There are two opposite views on the best way to protect sensitive retail data from cyber thieves, including payment card, CRM, inventory, pricing and payroll data.
There are two opposite views on the best way to protect sensitive retail data, including payment card, CRM, inventory, pricing and payroll data. The first is the vault approach, where you try and throw as many high-quality firewalls locks as you can and then place all of your goodies in that protected space. The second approach is minimisation, where you store the data in as many different secure places as you can, so that if anyone breaks in, they can only access a tiny portion of your data from that single attack.
Retailers very much want to believe in the first approach—and to find legitimacy in the vendor hype pushing it—because it’s so much easier and cheaper. But the only sound security approach has always been: assume the bad guys will break in and then make all of your decisions from that assumption. I mention this because recent mobile payment efforts—and especially the latest strategy outlined by Google Wallet—seem to be dangerously embracing the vault strategy.
Even worse, it’s embracing a vault integrated with cloud strategy, which seems to be the tech equivalent of waving a red cape at the cyberthief bulls, daring them to charge for your customers’ PII (personally identifiable information).
The Google approach is to place very high-end security on its secure element within the shopper’s phone and to then save other data to secure Google servers through the cloud. First off, from what we can see of the secure element, it’s security is very well thought-through and that secure element is indeed probably the best choice to save such data. But that’s not the point.
Throughout the history of technology, every security approach has been defeated by highly-motivated thieves. These global hoodlums tend to have the best equipment, plenty of people and the luxury of time. Social engineering—exploiting the weak security link that is your call center and store personnel, who can be tricked into saying a lot more than you think—on top of that equipment, people and money makes it easy for them to ultimately break through, especially when many cyberthieves are getting quite experienced at this sort of thing.
Lesson One: Never assume that your top security can’t be beaten. It’s foolhardy at best and reckless at worst.
The real problem is that the wallet approach—not just with Google Wallet, but with PayPal, ISIS and the many other mobile wallet contenders—creates a hole that could allow thieves to take advantage of the way fraud alerts are handled in retail today.
Visa, MasterCard and AmericanExpress have gotten impressively good at fraud detection, correctly identifying purchasing pattern deviations that flag possible fraud. And then, depending on what the software is seeing, either cancel the account and contact the cardholder or call the cardholder first and find out if it’s really fraud or not. But either way, a confirmed fraud instance cancels that card and theoretically halts further fraud.

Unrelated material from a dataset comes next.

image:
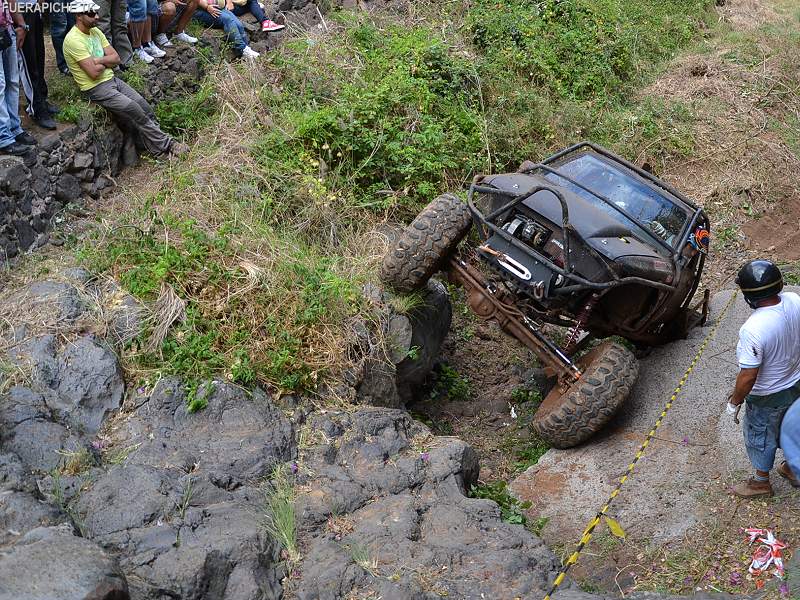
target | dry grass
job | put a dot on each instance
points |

The Google Wallet doesn’t transmit a card number to the terminal, it transmits a Wallet ID number of the identical number of digits. Instead of representing just one card, that number represents every card in that customer’s wallet. If a cyberthief is able to replicate a Google Wallet and then steals that single Wallet ID, the fraudster can then place charges on any card he or she chooses.
Here’s where the detection hole kicks in. Once those fraudulent patterns are detected and fraud is confirmed, the card used is shut down. But courtesy of the Wallet ID, the thief can move to the next card and then the next card, dramatically increasing the thief’s potential profit.

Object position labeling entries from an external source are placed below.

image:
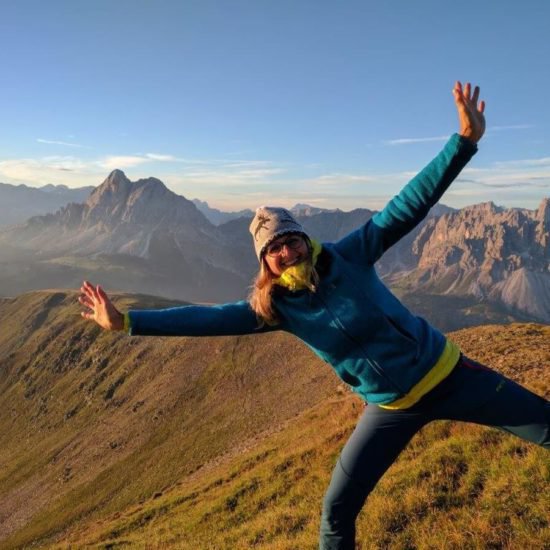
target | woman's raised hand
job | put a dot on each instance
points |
(470, 112)
(100, 308)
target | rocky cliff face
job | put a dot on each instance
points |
(489, 252)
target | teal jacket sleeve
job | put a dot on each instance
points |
(218, 320)
(407, 209)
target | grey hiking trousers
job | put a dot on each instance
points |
(471, 393)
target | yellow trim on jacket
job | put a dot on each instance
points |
(444, 366)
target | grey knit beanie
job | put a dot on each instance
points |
(269, 223)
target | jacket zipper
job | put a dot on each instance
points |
(375, 367)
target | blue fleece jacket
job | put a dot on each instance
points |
(352, 321)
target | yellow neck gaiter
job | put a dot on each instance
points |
(298, 277)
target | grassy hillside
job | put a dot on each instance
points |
(110, 441)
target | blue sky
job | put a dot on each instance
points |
(250, 102)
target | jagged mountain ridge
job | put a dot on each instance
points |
(153, 240)
(138, 235)
(20, 202)
(488, 252)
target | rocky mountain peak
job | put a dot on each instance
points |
(543, 212)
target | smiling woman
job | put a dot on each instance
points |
(330, 296)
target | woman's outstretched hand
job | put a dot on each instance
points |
(470, 113)
(100, 308)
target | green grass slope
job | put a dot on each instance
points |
(94, 421)
(224, 443)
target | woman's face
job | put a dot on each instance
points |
(285, 251)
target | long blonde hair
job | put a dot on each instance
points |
(261, 293)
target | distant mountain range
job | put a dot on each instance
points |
(490, 263)
(20, 202)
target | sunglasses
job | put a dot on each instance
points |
(294, 242)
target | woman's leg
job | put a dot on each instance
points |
(483, 396)
(377, 440)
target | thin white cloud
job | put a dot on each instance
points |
(407, 141)
(510, 127)
(544, 161)
(161, 158)
(411, 140)
(65, 143)
(113, 162)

The hole, then, is that today’s fraud system is designed to protect a card, not a wallet. None of this will be a problem if that Wallet ID is sufficiently protected in the phone’s secure element. But if cyberthief gangs figure out a way around the protections, they’ve just handed a fraud means that could be five to ten times as profitable.
This problem is similar to recent arguments about hardening PIN Pad security and, frighteningly enough, token strategy.
The security token arguments have been compelling on paper. The essence of the token business case is to not protect the card data as much as make it useless to a thief. That’s a good notion, but it suffers from the reality that a token has to have a way to be reversed, to support efforts such as chargebacks. That’s why PCI can’t ever fully take tokens out of scope. (By the way, here’s another frightening thought that a colleague here suggested: What happens if your token vendor goes bankrupt?)
There’s actually another approach to retail security, which doesn’t actually protect the data better but does make it no longer your problem (which, for many IT execs, is perfectly acceptable). It’s where the retailer simply accepts far less data, getting a third party to accept it instead. This is the argument behind some of what Square is doing
In short, all of the third-party schemes have the shoppers giving the third-party vendor their credit card information and then simply using the third-party as a go-between. A deal that Starbucks just announced with Square, for example, has the customer showing the Square app on their mobile phone to a Starbucks associate, who scans a 2-D barcode on the phone. The POS takes it from there and Square handles the transaction. If any data gets stolen, it’s Square’s problem, not Starbucks. (At least for transactions that used Square, of course.)
A Burger King deal with another third-party player operates similarly, only the restaurant chain uses a static QR code instead of a barcode and there’s more back-and-forth communications between the retailer and the third-party vendor.
Security strategies are already hard enough. Let’s make it a little easier by first assuming that everything we create will be defeated. In security, that’s invariably the best place to start.